The flood of response to The Girl in the Window defies the conventional wisdom that readers detest long stories, especially online. For decades, readership surveys have repeatedly reinforced the same gloomy message, insisting no one has time or interest in any article that can’t be absorbed within a few minutes. In recent years, as news holes have shrunk and newspapers have struggled to stay afloat, that message has been embraced with even greater certainty by newsrooms across the country. In-depth articles, seen as a luxury, are disappearing. At many newspapers, long-form narratives have become an endangered species.

Joel Achenbach, a gifted Washington Post reporter, recently explored the future of storytelling in the age of Twitter and Facebook.
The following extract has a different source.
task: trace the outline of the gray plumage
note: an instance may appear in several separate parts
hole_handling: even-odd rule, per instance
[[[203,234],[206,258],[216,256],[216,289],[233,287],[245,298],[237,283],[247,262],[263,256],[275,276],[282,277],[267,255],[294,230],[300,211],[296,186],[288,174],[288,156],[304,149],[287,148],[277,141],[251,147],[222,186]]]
In a provocative Post article titled “The vestigial tale,” he interviewed everyone from novelist Jonathan Franzen to New Yorker editor David Remnick and asked them fundamental questions about why stories matter and how they can endure in “a click-and-skim world.” It was clear, Achenbach concluded, that journalists and novelists will have to become more disciplined to engage readers in “a society of scanners,” where aggregation seems to be edging out “content creation.”

“This is not a crisis, this is progress,” he wrote. “Fewer ‘jello ledes,’ quote-dumps, the whole notebook disgorged upon the page. Less overwriting by frustrated novelists. Sorry, we don’t need to read Proust’s version of the zoning hearing.”

“There’s endless talk in the news media about the next killer app,” Achenbach wrote. “Maybe Twitter really will change the world. Maybe the next big thing will be just an algorithm, like Google’s citation-ranking equation.” But Smith is betting there will still be a market, somehow, for what he does. Narrative isn’t merely a technique for communicating; it’s how we make sense of the world. The storytellers know this.

“They know that the story is the original killer app.”

Gary Smith, the brilliant Sports Illustrated writer whose lengthy profiles are beloved by legions of readers, predicted the well-crafted story would never die.

The phenomenal reader response to Lane DeGregory’s The Girl in the Window reminds us that long stories are not the problem. What audiences truly hate — what makes them turn the page — are poorly conceived and yawn-inducing stories of any length.
If we give readers something worth their time, they are eager to read and read and read.